I am building a pressure washer setup on a trailer. I currently have a new 4 x 8 trailer rated 3750lbs GVW and a new 13 hp engine. I want to use a direct connect pump for a 1 inch shaft on the motor. Looking for a 3.5 GPM pump or 4 GPM pump at about 4000 PSI. What would be a good pump to purchase. Found an AR 4000 pump on ebay with the unloader and chemical injector for $260 including shipping. I need an inexpensive 100 foot hose 3/8 reel for the pump and also a reel for the input hose. Any help would be appreciated. Thanks


----------



## tractornut (Sep 17, 2010)

not sure weather you are planning on new or used parts to build it but northern tool has lots of pressure washer parts and supplies also might want to check out grainger should be able to find anything you may need between those two


----------



## sharp101 (Jun 12, 2012)

I am just trying to figure out what brand of pump would be good to use.
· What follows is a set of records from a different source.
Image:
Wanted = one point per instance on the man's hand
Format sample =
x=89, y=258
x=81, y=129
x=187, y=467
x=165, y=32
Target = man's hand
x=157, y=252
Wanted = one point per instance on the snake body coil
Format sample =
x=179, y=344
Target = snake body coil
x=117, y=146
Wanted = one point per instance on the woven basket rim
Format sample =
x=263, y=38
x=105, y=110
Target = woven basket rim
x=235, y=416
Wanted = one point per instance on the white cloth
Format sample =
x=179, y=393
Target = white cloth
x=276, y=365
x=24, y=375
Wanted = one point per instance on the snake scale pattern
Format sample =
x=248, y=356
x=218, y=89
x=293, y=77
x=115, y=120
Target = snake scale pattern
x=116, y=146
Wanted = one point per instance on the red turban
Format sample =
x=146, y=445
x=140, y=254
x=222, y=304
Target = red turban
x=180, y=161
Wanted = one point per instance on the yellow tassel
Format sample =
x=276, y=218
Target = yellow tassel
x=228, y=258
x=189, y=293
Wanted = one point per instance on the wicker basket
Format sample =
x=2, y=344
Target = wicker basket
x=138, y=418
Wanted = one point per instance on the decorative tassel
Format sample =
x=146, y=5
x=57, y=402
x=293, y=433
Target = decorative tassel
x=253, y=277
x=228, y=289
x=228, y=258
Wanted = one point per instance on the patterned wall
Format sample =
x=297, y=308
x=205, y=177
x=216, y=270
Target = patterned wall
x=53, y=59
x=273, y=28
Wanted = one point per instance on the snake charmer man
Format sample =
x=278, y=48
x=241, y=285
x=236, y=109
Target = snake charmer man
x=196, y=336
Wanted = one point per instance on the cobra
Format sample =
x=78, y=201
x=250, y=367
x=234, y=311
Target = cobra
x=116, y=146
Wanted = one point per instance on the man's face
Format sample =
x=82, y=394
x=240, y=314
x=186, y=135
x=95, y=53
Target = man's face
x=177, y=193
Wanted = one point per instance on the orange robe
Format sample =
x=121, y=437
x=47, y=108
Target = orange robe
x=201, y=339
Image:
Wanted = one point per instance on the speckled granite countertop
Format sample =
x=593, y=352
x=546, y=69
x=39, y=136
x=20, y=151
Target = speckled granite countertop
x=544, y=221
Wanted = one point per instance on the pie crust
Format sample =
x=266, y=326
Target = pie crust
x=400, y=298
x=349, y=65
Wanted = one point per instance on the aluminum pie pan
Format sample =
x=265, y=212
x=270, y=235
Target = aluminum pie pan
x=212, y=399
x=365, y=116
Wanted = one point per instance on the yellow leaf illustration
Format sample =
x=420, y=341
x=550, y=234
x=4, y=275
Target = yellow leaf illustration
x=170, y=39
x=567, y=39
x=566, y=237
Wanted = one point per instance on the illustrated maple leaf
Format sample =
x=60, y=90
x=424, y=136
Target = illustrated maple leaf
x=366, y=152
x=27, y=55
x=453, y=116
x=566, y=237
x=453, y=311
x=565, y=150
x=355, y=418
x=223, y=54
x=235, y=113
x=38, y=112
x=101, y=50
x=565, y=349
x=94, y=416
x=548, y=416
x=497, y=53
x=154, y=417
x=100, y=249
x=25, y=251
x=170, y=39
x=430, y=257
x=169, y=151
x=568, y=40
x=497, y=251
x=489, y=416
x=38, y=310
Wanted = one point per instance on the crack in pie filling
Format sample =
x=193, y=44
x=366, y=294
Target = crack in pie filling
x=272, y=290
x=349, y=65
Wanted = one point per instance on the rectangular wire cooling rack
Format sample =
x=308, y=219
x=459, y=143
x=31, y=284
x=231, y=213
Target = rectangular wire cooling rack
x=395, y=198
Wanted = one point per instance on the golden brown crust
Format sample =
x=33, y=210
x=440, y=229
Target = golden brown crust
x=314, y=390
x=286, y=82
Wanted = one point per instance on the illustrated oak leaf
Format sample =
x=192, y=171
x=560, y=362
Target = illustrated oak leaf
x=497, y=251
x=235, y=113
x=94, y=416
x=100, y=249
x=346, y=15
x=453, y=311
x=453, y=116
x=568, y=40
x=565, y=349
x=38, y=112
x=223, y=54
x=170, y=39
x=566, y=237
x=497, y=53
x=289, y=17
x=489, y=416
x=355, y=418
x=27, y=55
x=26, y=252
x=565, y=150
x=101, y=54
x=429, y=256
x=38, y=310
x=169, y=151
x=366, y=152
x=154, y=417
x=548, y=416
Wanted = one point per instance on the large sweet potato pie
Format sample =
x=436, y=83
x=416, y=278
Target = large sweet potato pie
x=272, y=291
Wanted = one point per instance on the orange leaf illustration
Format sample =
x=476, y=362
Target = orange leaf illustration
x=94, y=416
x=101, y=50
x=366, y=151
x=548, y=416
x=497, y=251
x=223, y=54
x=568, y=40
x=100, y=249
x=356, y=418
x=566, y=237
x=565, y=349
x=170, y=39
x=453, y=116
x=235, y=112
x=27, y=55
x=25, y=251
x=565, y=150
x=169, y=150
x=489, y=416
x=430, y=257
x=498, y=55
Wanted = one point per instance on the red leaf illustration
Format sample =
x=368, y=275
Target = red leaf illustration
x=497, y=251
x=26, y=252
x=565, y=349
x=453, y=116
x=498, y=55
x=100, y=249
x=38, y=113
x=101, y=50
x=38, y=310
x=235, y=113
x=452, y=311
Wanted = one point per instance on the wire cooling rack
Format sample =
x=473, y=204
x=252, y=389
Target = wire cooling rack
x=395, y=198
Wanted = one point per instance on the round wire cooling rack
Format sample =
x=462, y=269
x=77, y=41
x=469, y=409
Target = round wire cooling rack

Am currently looking on ebay at annovi reverberi pumps (AR 4000). They seem to have plenty of vendors selling parts to rebuild if needed. I need to finish this project within 2 weeks. I have a good regular job to do at a national fast food restaurant.


----------



## tractornut (Sep 17, 2010)

I wish I could have been more help but I'm not real informed on pressure washer pumps about all I know is that you should make sure that whichever pump you buy is completely serviceable I know that many manufacturers sell pumps that are repairable and some that are not best I could say is to check customer reviews opn the pumps you are looking at and use the rerviews as a loose guide for your purchase don't just trust what the seller and manufacturer say about them


----------



## sharp101 (Jun 12, 2012)

Thanks, I appreciate your help and I will keep the forum informed how this project goes.


----------



## Rent-A-Husband (Dec 11, 2012)

I've been through enough AV direct drive pumps over the years to tell you that it may not be your best choice. General Pumps offer greater durability along with relatively inexpensive maintenance. Though Cat Pumps are the best on the market, servicing can get pricey. If there is any way to configure a belt-driven system, you should go that route because the lower RPMs required to run the pump equate to much longer pump life.


----------